The present invention generally relates to rerouting and change-back systems, and more particularly to a rerouting system and a change-back system for an asynchronous transfer mode (ATM) network which is used in a high-speed broadband integrated services digital network (B-ISDN).
The "rerouting" of the communication path via communication nodes of the ATM network is also referred to as "alternative routing", but the term "rerouting" will be used in this specification. In addition, the "change-back" of the communication path via the communication nodes of the ATM network is also referred to as "reverse of rerouting", but the term "change-back" will be used in this specification. The rerouting is made from an original communication path to a temporary or rerouting communication path when a fault occurs in a line of the original communication path, for example. The change-back is made from the rerouting communication path to the original communication path after the fault is restored.

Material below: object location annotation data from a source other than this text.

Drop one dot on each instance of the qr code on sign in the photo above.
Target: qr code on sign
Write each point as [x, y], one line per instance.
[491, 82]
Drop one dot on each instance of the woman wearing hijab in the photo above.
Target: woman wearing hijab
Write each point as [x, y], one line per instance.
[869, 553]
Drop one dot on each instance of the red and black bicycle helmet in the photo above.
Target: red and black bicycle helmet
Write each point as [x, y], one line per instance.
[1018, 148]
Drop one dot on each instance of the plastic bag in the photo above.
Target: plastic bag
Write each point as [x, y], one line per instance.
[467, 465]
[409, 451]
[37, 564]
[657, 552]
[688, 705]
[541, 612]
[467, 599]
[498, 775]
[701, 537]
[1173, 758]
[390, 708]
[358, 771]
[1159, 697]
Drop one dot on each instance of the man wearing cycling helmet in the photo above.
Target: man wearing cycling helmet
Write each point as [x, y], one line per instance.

FIG. 1 generally shows an example of an ATM network. ATM communication nodes 51, 52 and 53 of the ATM network are coupled via real lines. Channels A1 and A2 are allocated for a user A.sub.1 who is connected to the node 51 and to a user A.sub.2 who is connected to the node 52. Channels B1 and B2 are allocated for a user B.sub.1 who is connected to the node 51 and to a user B.sub.2 who is connected to the node 52. Similarly, channels C1 and C2 are allocated for a user C.sub.1 who is connected to the node 51 and to a user C.sub.2 who is connected to the node 53.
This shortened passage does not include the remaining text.